Corbin on The Irony of Hosanna-Tabor Evangelical Lutheran Church and School v. EEOC

Caroline Mala Corbin (U. of Miami School of Law) has posted The Irony of Hosanna-Tabor Evangelical Lutheran Church and School v. EEOC. Although Corbin addressed this issue last year, this updated article includes Corbin’s reflections post-decision. The abstract follows.

In Hosanna-Tabor Evangelical Lutheran Church and School v. EEOC, a schoolteacher sued her employer for retaliating against her in violation of the American with Disabilities Act (ADA). The success of her ADA claim turned on whether the Supreme Court thought that she was a minister. If she was not a minister, she would have probably won.

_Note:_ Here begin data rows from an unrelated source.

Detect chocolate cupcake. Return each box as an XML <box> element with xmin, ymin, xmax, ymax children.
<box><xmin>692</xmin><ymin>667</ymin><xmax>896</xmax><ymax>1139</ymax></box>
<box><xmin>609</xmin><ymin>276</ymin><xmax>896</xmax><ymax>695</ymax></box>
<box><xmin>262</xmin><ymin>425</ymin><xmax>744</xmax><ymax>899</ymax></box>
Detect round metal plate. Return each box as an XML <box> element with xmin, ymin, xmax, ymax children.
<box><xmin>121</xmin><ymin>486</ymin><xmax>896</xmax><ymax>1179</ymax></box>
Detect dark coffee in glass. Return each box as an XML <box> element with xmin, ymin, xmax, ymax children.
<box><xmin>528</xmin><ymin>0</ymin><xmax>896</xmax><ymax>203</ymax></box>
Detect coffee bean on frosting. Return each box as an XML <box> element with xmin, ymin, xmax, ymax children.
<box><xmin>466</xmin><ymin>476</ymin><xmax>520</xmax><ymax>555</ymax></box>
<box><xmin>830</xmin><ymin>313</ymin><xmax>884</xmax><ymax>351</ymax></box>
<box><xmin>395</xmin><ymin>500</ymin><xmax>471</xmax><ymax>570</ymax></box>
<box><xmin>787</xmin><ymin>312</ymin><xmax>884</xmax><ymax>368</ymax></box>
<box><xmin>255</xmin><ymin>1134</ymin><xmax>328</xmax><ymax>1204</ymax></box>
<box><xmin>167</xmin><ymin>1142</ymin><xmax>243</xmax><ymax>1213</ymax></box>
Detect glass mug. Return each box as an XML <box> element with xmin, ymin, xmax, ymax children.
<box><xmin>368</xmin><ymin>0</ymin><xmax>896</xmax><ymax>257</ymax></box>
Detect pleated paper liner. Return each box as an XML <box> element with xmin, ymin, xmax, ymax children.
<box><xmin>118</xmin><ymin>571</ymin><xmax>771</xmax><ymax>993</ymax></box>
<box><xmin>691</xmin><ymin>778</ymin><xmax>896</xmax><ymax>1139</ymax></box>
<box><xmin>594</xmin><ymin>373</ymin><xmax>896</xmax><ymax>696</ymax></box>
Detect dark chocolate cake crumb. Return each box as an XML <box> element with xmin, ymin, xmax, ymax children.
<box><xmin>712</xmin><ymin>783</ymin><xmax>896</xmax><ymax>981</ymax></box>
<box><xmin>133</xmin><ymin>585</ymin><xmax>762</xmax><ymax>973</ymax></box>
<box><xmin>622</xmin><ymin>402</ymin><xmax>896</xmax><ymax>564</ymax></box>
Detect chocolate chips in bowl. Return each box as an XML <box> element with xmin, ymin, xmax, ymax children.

After all, the school stated in writing that a main reason for her termination was her threatened lawsuit. But because the Supreme Court decided that she was a minister, and that ministers may not sue their religious employers for discrimination under the ministerial exception, she lost. In fact, neither the Free Exercise Clause nor the Establishment Clause necessitated the ministerial exception. Under Employment Division v. Smith, neutral laws of general applicability do not violate the Free Exercise Clause, and no one disputes that the ADA is a neutral law of general applicability. In attempting to distinguish Smith, the Supreme Court not only created an incoherent free exercise jurisprudence but also ignored Jones v. Wolf, which explicitly rejected blanket deference to religious institutions in matters of internal governance. Jones further recognized that a deference approach may cause more establishment problems than a neutral principles of law approach. Indeed, the irony of the Hosanna-Tabor case is that trying to discern whether the schoolteacher was a minister entangled the Court in religious doctrine more than simply adjudicating her retaliation claim would have.